Брат всемогущего фаворита императрицы стал для него фортуной. Отношения, возникшие между вельможей и бедным офицером, были таковы, что часто Галкину не верилось, действительность ли все происшедшее. Ему казалось, что он бредит, казалось, что вдруг он проснется и узнает, что все это был сон, а в действительности – он уже давно в Петербурге и в полку.
Граф относился к нему ласково и дружелюбно и, несмотря на свои дела и хлопоты, был видимо озабочен судьбой своего нового протеже. Тотчас по приезде, через многих своих прихлебателей и прислужников, даже через своих людей, Орлов собрал всякого рода сведения о филозофе и его семье, об его характере, привычках и причудах.

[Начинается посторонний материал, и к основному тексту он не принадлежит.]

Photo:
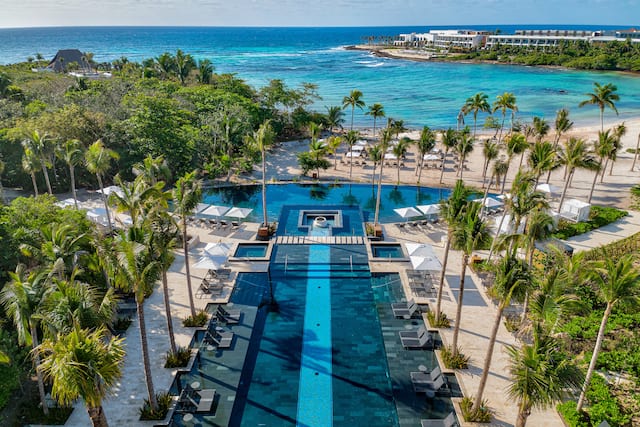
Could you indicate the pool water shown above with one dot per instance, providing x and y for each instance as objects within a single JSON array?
[
  {"x": 250, "y": 250},
  {"x": 319, "y": 195},
  {"x": 387, "y": 251}
]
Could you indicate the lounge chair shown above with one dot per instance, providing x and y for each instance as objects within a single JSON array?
[
  {"x": 423, "y": 385},
  {"x": 228, "y": 316},
  {"x": 404, "y": 309},
  {"x": 449, "y": 421},
  {"x": 423, "y": 340},
  {"x": 207, "y": 396}
]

Раза два повидавши мельком Галкина, граф сказал:
– Не унывай, дело ладится!
Эти слова доказывали, что Орлов что-то такое предпринимает.
Между тем появление Галкина в Москве крайне озадачило многих его знакомых, в особенности тех лиц, с которыми он наиболее сблизился. В том числе более всех была озадачена его возлюбленная, княжна Телепнева.
Однажды, увидев вдруг Галкина на улице, княжна была несказанно поражена, конечно, обрадовалась, но затем тотчас же ей пришлось расплакаться и проплакать целый день. Генеральша Егузинская, тоже видевшая офицера, недоумевала. А добродушная Бахреева, встретившая невзначай среди Москвы своего якобы уехавшего племянника, была поражена как громом.
Все это случилось по одной простой причине. Вернувшись в Москву, Галкин, во-первых, не остановился у своей тетушки. По приезде он пробыл один день в доме графа Ивана Григорьевича, а затем, к вечеру, переехал в маленькую квартиру неподалеку от Никитской. Во-вторых, выезжая из дому, офицер видимо избегал встреч со знакомыми, а нежданно наскочив на кого-нибудь, старался укрыться, отворачивался от всякого или просто не кланялся.
При первой встрече с Егузинской и с княжной Галкин, завидев их еще издали, бросился бежать от них, не только не подошел. В другой раз, повстречав свою возлюбленную, гулявшую с теткой на Тверской, и нечаянно сойдясь с ними лицом к лицу, офицер отвернулся и сделал вид, что не видит их.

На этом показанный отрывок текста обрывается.